Deep Compressed Sensing
This work addresses the costly reconstruction process in compressed sensing, which is a bottleneck for applications in signal processing and imaging, though it appears incremental by building on existing neural network approaches.
The paper tackles the problem of slow and performance-limited signal recovery in compressed sensing by proposing a meta-learning framework that jointly trains a generator and the optimization process, resulting in significant improvements in both speed and performance.

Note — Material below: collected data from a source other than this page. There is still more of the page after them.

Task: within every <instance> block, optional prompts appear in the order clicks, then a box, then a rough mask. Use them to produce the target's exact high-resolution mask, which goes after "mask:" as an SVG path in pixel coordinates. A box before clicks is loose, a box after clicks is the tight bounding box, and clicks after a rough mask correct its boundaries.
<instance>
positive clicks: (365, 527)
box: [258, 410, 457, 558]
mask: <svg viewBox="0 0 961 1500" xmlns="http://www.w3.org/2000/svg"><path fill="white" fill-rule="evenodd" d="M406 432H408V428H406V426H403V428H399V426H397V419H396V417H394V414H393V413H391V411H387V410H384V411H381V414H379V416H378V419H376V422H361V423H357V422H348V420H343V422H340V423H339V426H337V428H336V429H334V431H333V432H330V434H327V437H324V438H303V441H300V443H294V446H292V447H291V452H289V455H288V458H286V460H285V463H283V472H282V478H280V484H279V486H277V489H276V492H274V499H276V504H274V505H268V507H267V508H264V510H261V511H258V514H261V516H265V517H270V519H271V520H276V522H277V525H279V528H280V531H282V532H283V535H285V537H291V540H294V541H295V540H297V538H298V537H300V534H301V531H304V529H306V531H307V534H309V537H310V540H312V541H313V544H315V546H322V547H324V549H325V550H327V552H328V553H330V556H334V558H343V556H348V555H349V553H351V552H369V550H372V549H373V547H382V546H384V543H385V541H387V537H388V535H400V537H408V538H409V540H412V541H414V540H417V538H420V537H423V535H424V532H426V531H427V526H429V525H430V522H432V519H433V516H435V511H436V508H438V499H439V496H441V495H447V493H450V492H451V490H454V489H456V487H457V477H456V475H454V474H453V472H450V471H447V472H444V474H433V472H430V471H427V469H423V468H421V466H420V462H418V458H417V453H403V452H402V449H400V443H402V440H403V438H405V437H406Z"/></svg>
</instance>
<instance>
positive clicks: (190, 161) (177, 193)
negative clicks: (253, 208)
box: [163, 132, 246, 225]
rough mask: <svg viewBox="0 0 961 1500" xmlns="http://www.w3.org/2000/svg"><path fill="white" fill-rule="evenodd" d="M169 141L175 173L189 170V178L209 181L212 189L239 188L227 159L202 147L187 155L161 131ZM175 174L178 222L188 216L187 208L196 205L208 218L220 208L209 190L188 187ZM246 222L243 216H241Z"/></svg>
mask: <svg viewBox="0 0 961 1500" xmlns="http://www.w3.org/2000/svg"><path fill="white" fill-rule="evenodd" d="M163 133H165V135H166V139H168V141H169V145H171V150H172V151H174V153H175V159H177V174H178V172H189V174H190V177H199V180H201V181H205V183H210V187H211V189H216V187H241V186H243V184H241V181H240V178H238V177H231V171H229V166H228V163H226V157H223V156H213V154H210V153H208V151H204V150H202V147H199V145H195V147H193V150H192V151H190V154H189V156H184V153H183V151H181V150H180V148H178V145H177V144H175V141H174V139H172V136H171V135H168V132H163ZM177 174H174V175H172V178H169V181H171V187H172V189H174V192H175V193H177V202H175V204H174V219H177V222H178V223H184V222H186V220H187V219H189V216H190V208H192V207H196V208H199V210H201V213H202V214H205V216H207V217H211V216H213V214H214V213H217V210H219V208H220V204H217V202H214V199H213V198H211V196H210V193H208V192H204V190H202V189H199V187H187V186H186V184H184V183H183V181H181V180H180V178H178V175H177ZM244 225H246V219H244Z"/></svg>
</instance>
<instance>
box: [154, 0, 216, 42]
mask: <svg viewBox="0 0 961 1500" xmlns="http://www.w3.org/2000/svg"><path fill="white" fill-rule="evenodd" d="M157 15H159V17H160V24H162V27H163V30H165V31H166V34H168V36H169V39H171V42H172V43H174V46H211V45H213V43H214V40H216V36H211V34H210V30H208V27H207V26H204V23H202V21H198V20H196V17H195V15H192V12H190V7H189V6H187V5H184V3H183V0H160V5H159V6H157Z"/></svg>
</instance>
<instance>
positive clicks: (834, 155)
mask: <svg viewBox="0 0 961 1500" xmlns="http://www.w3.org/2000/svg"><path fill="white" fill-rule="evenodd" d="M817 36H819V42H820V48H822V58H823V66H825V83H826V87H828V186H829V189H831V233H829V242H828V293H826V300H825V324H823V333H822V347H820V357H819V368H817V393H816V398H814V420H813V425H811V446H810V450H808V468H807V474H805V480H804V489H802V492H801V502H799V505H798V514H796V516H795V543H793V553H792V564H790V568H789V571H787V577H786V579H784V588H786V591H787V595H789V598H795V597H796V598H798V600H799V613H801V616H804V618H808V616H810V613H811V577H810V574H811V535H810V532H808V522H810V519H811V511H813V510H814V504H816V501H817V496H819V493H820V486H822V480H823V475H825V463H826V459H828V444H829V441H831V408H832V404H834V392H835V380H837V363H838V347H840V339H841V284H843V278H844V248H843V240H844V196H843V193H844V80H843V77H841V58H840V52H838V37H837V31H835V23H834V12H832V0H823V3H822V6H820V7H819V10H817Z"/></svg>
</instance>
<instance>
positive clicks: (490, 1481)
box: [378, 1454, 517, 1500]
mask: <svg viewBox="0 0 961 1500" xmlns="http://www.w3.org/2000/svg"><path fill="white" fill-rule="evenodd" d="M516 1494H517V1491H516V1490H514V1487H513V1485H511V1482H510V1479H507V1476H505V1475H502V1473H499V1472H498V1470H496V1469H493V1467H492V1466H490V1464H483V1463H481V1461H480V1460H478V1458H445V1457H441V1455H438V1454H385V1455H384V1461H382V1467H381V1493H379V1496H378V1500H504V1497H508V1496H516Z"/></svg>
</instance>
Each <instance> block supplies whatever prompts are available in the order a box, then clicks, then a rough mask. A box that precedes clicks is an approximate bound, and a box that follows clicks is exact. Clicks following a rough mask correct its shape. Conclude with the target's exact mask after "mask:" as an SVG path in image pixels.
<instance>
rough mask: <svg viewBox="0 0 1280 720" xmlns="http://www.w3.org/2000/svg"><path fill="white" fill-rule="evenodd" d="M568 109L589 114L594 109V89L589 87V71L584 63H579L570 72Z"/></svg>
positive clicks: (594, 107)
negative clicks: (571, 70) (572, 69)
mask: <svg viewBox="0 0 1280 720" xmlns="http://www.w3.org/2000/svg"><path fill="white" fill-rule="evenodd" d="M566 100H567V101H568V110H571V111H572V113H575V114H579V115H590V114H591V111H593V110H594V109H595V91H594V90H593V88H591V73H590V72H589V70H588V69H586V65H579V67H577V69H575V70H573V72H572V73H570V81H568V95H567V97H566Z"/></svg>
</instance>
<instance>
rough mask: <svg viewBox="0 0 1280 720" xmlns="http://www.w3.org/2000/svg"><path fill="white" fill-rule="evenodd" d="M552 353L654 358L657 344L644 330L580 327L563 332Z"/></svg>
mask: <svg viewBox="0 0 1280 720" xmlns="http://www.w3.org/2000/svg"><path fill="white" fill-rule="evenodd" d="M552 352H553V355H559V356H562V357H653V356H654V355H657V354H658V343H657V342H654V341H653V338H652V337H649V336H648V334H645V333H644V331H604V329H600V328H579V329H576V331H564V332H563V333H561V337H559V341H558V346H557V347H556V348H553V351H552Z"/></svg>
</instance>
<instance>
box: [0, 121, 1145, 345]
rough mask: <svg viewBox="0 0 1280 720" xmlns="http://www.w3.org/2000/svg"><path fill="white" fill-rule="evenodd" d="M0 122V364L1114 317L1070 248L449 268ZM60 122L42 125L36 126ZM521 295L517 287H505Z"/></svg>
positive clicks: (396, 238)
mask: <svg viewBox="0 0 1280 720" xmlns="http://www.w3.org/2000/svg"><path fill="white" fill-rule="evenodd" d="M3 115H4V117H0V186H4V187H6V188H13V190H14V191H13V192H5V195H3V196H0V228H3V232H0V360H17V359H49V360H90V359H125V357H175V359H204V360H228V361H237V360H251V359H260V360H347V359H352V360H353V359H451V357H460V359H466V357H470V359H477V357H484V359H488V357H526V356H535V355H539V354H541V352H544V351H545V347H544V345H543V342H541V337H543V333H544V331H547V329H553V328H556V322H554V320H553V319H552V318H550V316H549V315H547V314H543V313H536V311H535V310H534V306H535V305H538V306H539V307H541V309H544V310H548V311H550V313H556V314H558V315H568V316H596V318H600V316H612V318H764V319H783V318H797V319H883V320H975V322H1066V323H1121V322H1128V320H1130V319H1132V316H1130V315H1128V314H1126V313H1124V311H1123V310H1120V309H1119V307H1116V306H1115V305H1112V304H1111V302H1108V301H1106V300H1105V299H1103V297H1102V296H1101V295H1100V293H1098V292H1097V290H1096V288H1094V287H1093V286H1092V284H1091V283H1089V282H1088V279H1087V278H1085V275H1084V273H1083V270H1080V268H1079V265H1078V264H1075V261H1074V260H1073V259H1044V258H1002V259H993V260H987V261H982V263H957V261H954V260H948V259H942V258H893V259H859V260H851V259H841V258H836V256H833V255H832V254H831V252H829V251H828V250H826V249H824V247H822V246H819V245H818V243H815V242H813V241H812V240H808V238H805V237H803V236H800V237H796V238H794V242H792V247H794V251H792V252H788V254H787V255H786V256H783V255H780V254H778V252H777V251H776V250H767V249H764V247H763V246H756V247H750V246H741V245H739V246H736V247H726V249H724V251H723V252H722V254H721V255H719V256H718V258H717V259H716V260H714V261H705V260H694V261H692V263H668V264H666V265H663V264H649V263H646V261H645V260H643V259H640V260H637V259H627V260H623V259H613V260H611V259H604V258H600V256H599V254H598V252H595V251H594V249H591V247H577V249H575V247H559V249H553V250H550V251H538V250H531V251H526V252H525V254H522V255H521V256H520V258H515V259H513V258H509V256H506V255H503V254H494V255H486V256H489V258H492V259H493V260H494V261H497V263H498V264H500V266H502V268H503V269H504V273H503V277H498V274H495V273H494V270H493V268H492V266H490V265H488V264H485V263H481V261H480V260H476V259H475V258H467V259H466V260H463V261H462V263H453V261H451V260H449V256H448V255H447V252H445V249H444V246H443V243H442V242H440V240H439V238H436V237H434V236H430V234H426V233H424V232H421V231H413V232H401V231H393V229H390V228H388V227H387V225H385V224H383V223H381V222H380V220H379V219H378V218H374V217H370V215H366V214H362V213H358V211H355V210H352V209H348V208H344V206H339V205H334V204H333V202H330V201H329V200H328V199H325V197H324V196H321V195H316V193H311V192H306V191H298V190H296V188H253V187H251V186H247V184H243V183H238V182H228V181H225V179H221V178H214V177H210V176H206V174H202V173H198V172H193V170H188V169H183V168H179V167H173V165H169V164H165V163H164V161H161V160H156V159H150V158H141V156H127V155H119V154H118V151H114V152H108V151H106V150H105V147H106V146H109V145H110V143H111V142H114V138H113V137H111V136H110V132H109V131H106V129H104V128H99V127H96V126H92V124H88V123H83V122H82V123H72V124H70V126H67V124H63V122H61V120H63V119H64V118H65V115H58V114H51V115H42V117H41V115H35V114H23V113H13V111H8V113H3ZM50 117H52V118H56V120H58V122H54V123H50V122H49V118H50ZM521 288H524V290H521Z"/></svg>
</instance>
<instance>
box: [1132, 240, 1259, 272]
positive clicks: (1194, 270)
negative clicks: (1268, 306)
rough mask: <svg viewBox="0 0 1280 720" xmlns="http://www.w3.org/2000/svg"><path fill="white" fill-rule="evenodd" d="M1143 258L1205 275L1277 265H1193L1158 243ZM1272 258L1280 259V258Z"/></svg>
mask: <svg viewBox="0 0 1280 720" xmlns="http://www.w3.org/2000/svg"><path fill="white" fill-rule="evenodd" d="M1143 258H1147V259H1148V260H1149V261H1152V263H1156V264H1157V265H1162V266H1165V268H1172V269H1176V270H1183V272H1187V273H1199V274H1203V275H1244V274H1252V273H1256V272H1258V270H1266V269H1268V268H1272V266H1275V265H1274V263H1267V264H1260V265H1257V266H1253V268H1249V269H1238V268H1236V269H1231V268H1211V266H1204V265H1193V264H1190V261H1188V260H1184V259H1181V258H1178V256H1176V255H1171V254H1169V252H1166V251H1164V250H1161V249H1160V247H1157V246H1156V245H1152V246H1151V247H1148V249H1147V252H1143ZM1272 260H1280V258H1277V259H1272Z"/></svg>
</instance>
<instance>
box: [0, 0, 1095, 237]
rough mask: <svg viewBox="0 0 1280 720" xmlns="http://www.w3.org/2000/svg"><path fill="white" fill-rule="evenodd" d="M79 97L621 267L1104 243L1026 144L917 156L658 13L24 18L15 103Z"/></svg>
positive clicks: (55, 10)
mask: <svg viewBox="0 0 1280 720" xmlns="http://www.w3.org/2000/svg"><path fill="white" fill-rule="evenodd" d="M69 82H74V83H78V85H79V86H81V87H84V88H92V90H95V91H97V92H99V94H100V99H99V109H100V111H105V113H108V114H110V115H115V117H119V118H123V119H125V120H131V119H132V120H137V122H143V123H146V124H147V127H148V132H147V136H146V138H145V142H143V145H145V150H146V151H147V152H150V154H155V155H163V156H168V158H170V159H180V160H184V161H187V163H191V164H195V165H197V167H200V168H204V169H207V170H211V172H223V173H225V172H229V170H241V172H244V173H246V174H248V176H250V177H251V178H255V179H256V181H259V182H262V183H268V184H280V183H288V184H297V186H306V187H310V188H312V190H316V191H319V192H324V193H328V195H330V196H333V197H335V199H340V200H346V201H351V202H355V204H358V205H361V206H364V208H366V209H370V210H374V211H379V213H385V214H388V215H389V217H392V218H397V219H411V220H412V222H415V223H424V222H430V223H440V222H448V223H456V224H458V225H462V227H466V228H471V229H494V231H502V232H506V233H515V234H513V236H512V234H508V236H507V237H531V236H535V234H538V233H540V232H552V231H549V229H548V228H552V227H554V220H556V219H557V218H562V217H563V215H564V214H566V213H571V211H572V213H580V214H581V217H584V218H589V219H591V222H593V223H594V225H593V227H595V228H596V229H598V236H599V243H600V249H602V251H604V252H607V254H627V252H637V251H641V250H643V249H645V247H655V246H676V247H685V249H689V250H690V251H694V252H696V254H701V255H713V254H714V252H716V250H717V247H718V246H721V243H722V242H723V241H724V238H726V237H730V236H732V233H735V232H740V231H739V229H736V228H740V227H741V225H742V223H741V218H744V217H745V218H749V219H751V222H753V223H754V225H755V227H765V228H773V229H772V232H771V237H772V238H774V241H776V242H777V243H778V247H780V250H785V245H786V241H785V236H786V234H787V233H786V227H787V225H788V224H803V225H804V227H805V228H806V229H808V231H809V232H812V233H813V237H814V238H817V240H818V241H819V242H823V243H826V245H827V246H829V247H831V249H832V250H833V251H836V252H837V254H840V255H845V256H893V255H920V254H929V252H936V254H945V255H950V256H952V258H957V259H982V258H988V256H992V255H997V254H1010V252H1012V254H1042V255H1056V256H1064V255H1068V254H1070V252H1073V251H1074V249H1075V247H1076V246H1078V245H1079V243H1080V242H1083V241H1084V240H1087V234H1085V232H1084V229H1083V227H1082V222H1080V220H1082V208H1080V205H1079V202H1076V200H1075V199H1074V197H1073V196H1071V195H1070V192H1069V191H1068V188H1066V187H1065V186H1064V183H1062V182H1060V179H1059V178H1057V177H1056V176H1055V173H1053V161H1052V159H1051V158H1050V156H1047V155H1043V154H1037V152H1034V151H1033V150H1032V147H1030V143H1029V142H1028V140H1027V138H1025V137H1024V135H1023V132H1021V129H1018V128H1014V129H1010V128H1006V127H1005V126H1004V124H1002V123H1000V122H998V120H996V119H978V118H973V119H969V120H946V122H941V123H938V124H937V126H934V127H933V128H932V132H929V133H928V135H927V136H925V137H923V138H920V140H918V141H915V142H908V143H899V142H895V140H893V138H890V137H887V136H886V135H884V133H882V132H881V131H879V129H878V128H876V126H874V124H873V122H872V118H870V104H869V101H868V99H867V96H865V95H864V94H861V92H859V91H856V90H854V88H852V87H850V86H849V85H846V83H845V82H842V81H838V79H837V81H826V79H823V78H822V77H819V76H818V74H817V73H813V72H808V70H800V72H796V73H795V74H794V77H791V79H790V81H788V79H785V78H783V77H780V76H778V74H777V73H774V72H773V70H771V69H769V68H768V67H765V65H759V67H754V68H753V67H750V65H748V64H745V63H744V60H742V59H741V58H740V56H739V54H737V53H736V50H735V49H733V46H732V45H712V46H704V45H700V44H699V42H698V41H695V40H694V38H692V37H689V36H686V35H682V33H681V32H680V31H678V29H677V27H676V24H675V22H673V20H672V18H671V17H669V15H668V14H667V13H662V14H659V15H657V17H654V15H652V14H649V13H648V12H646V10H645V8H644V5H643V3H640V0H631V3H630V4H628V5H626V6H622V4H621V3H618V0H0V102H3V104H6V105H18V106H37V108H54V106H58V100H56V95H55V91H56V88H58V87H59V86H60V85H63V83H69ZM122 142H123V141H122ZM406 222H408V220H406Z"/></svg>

Compressed sensing (CS) provides an elegant framework for recovering sparse signals from compressed measurements. For example, CS can exploit the structure of natural images and recover an image from only a few random measurements. CS is flexible and data efficient, but its application has been restricted by the strong assumption of sparsity and costly reconstruction process. A recent approach that combines CS with neural network generators has removed the constraint of sparsity, but reconstruction remains slow. Here we propose a novel framework that significantly improves both the performance and speed of signal recovery by jointly training a generator and the optimisation process for reconstruction via meta-learning. We explore training the measurements with different objectives, and derive a family of models based on minimising measurement errors. We show that Generative Adversarial Nets (GANs) can be viewed as a special case in this family of models. Borrowing insights from the CS perspective, we develop a novel way of improving GANs using gradient information from the discriminator.